Leeds United 2-3 Fulham: Gloomy Sunday

It's surprising that Marsch has not been sacked, because that is the usual run of things in the Premier League, so maybe the board really is considering sacking itself as a viable alternative.

A sodden morning of murk barely allowing afternoon to happen was not kind to those Leeds fans, not inclined to give up their tickets, who trudged through puddles outside and inside Elland Road for a grim Sunday of duty instead of pleasure. Leeds United are playing, so we have to go. With no domestic television coverage, no glamorous opponent, no razzle and no dazzle, this was the Premier League showing its arse, hardly distinguishable from the Championship we longed for so long to escape. At one point Fulham hit a long ball up to Aleksandar Mitrovic and Liam Cooper headed it back over halfway, and amid the damp muttering crowd the Champo vibes were strong. This could have been any game, anywhere, at any time, the only difference from 2017 that Leeds are bereft and clueless at the bottom end of a different table. The more time passes since Marcelo Bielsa was fired, the more Faustian that pact looks. Maybe that did secure Leeds United's Premier League status. But did we pay for it with our club's soul?

In the here and now, Jesse Marsch's mad week continued, and at time of writing it is somehow lurching into a fortnight of misadventure and what feels like a doomed trip to Anfield. After four changes at Leicester, Marsch made six changes here, and nobody is really sure why. If this was mitigation against three games in a week, it didn't work, and exposed Marsch as not up to a simple Premier League obstacle. And if that's a fitness issue, why is that a problem now? Whatever inspired the changes, the solutions ignored all good sense. Whenever Mateusz Klich has played from the bench this season he has looked good, but with Tyler Adams missing, Sam Greenwood started in midfield. I suppose it worked at Brentford when we were desperate. Here, Greenwood did fine until Klich replaced him. In attack, whenever Joe Gelhardt has been seen, he's looked well suited to the football Marsch wants to play, and he set up a stoppage time goal here by driving through Fulham's defence, tackling to keep the ball, then sliding a superb pass for Crysencio Summerville to finish on top of the goalkeeper. It was all made by Gelhardt, and it was a textbook Marsch goal, and in a three-game week when Leeds have struggled with everything but in particular with scoring, Gelhardt has been brought on for a grand total of 21 minutes of regulation time.
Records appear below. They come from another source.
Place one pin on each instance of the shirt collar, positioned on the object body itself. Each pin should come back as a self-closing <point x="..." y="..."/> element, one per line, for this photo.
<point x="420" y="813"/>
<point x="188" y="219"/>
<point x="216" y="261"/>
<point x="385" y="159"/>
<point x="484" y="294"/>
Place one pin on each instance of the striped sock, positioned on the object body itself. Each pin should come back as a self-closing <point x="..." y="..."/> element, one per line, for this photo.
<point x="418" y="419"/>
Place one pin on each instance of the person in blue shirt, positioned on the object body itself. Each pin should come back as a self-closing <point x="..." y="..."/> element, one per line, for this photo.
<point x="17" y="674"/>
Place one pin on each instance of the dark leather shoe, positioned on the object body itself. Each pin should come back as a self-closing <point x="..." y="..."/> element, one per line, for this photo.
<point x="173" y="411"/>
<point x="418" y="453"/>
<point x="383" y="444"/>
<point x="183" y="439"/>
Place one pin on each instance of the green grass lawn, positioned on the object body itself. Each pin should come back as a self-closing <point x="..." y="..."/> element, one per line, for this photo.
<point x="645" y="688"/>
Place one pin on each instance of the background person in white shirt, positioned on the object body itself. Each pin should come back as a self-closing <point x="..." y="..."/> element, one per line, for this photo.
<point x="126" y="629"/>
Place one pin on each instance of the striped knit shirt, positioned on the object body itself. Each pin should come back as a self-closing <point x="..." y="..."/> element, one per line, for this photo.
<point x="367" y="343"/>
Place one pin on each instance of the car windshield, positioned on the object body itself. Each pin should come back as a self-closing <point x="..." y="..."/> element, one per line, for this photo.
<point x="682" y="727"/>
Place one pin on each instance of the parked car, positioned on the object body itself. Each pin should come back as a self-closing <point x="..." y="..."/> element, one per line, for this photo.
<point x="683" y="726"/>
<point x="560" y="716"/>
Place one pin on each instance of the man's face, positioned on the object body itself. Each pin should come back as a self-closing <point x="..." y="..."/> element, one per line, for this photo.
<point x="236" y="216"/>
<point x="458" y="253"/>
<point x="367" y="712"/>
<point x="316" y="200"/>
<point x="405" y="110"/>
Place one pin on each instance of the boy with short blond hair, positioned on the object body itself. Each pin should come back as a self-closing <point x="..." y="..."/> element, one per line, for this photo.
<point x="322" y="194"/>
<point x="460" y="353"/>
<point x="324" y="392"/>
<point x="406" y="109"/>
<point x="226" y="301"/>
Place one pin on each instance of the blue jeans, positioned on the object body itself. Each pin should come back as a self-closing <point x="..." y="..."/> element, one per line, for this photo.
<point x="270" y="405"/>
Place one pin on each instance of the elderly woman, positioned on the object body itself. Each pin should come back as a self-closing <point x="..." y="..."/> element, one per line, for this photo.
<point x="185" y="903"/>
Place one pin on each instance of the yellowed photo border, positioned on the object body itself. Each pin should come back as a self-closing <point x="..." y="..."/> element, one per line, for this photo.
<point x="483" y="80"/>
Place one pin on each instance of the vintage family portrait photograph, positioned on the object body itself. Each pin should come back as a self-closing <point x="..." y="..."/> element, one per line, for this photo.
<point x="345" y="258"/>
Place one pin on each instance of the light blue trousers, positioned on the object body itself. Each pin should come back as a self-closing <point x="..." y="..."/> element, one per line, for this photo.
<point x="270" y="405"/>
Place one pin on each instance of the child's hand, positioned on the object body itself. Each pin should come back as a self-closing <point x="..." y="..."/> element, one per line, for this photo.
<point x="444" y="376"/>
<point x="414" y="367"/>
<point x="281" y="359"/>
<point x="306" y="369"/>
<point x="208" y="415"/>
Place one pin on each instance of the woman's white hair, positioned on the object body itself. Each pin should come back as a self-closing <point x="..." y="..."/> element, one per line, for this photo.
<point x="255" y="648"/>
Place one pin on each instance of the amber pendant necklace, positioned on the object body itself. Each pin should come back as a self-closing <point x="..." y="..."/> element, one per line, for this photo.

There's not much to add beyond what happened at Leicester on Thursday, except to say that despite — or because of — changing half the team this was a continuation of it, and therefore worse. Leeds started brightly, a good couple of minutes in the opening stages earning an appreciative round of applause from the Elland Road crowd. It looked like more of the usual near quarter of an hour when Fulham woke up and broke through, but Marc Roca's block on the line and Robin Koch's clearance suggested Leeds were up for the work involved in not letting this fall apart. Five minutes later Brenden Aaronson set up Jackie Harrison by passing as ever across the front of the box; this time it put Harrison through but his shot was blocked, chance lost until the spinning ball was nodded in by Rodrigo and Leeds were ahead. This was the stuff! Leeds United, capitalising with a goal while they were on top. Maybe things were going to go their way at last.

Maybe things would have kept going their way if Leeds hadn't conceded three dopey times from set-pieces. Luke Ayling let Mitrovic ahead of him at a corner, to head in through Illan Meslier's hands at the near post, so Fulham were level within five minutes. In the second half, a true judgement on the team's organisation, as Pascal Struijk, Aaronson and Harrison debated who should press the second ball from a corner and left Bobby Decordova-Reid to head the cross in unmarked. Then a third from a throw-in, when Cooper's feet were flat as Mitrovic darted to receive, leaving Koch no chance of safely tacking Harrison Reed and a simple way for Willian to score. You might think, of all people, that Ayling and Cooper would know what not to do with Mitrovic.